Les enjeux de la dissuasion nucléaire sont particulièrement décisifs pour notre défense commune et ne peuvent faire l’économie d’un large débat public. L’UE doit présenter un front commun en faveur d’une dénucléarisation progressive et durable du continent européen, en jouant des rapports de force.
Dans un bras de fer entre la Maison-Blanche et Berlin, les États-Unis menacent en effet de retirer le système de partage des armes nucléaires (nuclear sharing), installé sur le sol européen pendant la Guerre Froide. (1)
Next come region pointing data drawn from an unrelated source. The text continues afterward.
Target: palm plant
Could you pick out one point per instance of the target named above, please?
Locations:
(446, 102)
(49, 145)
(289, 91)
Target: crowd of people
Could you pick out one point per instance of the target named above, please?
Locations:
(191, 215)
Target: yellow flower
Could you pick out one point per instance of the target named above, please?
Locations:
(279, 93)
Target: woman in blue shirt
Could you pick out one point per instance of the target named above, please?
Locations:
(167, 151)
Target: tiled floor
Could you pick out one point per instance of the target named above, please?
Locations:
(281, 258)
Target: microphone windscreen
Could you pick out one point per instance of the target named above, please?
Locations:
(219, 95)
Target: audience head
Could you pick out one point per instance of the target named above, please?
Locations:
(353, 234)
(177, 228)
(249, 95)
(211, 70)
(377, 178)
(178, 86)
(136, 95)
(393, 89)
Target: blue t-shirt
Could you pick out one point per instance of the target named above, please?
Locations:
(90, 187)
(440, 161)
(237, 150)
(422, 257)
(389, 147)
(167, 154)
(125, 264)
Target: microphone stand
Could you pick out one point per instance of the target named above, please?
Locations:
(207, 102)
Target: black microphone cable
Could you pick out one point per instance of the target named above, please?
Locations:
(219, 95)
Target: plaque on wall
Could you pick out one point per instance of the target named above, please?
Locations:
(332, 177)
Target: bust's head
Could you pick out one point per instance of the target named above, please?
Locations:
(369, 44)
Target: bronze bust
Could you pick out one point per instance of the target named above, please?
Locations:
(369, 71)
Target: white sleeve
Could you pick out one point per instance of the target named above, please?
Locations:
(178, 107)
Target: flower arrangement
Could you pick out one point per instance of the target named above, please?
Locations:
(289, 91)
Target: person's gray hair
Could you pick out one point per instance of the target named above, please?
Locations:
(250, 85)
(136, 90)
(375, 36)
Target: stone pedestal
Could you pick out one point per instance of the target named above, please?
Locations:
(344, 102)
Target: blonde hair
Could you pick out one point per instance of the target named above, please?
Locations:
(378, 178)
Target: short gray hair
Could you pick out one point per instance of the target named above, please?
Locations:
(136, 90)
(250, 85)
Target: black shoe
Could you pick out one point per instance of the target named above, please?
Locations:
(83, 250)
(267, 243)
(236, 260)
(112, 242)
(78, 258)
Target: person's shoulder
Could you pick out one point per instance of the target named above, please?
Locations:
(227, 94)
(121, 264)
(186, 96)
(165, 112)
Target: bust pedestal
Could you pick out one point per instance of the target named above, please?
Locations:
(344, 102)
Vers une bombe atomique européenne…
En conséquence, nous avons assisté à la levée du tabou de l’Eurobombe, dont l’idée avait été conçue en Allemagne de l’Ouest dans les années 1950. Certaines voix vont même jusqu’à plaider pour l’adoption d’armes de dissuasion nucléaire par l’Allemagne. En effet, le réchauffement des relations entre les États-Unis et la Russie pourrait inciter des pays comme l’Allemagne — ou la Pologne — à développer leur propre système de dissuasion nucléaire. Pour d’autres, le couple franco-allemand ferait un bon candidat pour prendre cette lourde et coûteuse responsabilité, assumée aujourd’hui par les États-Unis. Cette option, qui permettrait à la France de moderniser son arsenal nucléaire sans en supporter le coût exorbitant, pourrait séduire le président Macron et la chancelière Merkel, soucieu·se d’asseoir leurs ambitions européennes.
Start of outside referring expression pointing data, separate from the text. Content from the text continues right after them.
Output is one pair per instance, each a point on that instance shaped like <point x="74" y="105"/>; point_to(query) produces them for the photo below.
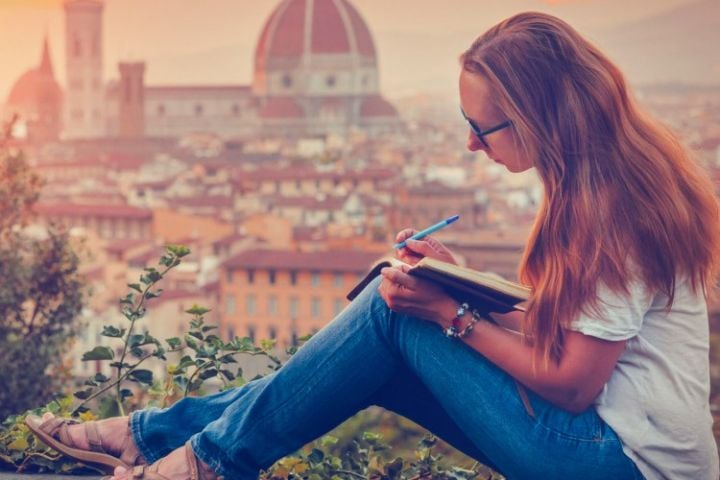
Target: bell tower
<point x="84" y="110"/>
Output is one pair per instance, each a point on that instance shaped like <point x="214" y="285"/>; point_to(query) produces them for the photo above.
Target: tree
<point x="41" y="291"/>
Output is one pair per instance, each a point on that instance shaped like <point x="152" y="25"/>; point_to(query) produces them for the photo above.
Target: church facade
<point x="315" y="74"/>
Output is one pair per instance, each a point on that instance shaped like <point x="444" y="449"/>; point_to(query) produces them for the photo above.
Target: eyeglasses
<point x="479" y="133"/>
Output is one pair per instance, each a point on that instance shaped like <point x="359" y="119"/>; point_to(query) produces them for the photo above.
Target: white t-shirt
<point x="657" y="398"/>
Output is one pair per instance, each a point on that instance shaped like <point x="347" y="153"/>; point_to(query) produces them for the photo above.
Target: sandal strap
<point x="58" y="428"/>
<point x="192" y="462"/>
<point x="147" y="472"/>
<point x="93" y="436"/>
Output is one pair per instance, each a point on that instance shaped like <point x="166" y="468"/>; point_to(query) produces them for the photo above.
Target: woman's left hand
<point x="416" y="297"/>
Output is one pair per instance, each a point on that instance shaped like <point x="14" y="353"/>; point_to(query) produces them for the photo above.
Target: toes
<point x="120" y="472"/>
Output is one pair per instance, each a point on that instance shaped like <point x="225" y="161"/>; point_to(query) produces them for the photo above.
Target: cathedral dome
<point x="37" y="98"/>
<point x="315" y="47"/>
<point x="36" y="86"/>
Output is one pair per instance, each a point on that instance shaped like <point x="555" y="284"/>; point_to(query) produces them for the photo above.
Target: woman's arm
<point x="571" y="384"/>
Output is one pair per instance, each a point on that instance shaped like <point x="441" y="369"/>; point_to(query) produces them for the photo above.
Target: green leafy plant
<point x="203" y="356"/>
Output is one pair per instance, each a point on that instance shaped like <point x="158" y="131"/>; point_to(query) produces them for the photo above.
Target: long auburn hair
<point x="623" y="200"/>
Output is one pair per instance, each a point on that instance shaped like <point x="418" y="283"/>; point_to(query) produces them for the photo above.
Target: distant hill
<point x="679" y="46"/>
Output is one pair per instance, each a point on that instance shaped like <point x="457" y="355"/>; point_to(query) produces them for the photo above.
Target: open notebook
<point x="485" y="291"/>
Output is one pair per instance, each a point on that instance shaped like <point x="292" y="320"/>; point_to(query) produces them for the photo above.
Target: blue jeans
<point x="369" y="355"/>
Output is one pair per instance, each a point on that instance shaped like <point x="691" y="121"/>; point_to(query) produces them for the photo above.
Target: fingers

… Ou vers la dénucléarisation ?
Ces scénarios ne doivent pas nous empêcher de remettre en question l’efficacité stratégique de la dissuasion nucléaire, dont les dispositifs ont contribué à la militarisation permanente de nombreux territoires européens, comme aux Pays- Bas, en Belgique, en Allemagne et en Italie, où sont encore stationnées 150 têtes nucléaires américaines.
Alors même qu’il est question d’imposer de nouvelles armes nucléaires sur le continent, il n’est pas raisonnable que ce type de décisions soit pris exclusivement par les détenteurs de ces armes et non pas par ceux qui paient pour les entretenir, les loger et les conditionner.
Le débat sur le remplacement du parapluie nucléaire américain par une coopération franco-allemande, voire européenne, doit donc être perçu comme une fenêtre d’opportunité historique pour obtenir des États-Unis et de la Russie le retrait des stocks d’armes nucléaires prépositionnées en Europe. Cette stratégie de dénucléarisation préventive avait été esquissée au début de la Guerre Froide, dans le plan Rapacki, pour éviter la nucléarisation de l’Europe Centrale.
Ce débat est un test de crédibilité supplémentaire pour l’autonomie stratégique de l’Union européenne, à condition d’être inscrit dans l’horizon d’un monde sans armes nucléaires, souhaité par le Traité sur l’Interdiction des Armes Nucléaires, dont l’adoption en juillet 2017 n’a pas encore permis d’infléchir la position de nombreux pays européens, comme la France et l’Allemagne.
(1) Le partage nucléaire désigne le fait qu’environ 150 bombes nucléaires étasuniennes sont positionnées dans certains pays tels que la Belgique, l’Allemagne, les Pays-Bas, l’Italie et la Turquie, dans le cadre du « bouclier atomique » de l’OTAN. En cas de guerre, ces pays peuvent utiliser ces bombes atomiques avec leurs propres avions, en lien avec l’US Air Force présente sur place (NDLR).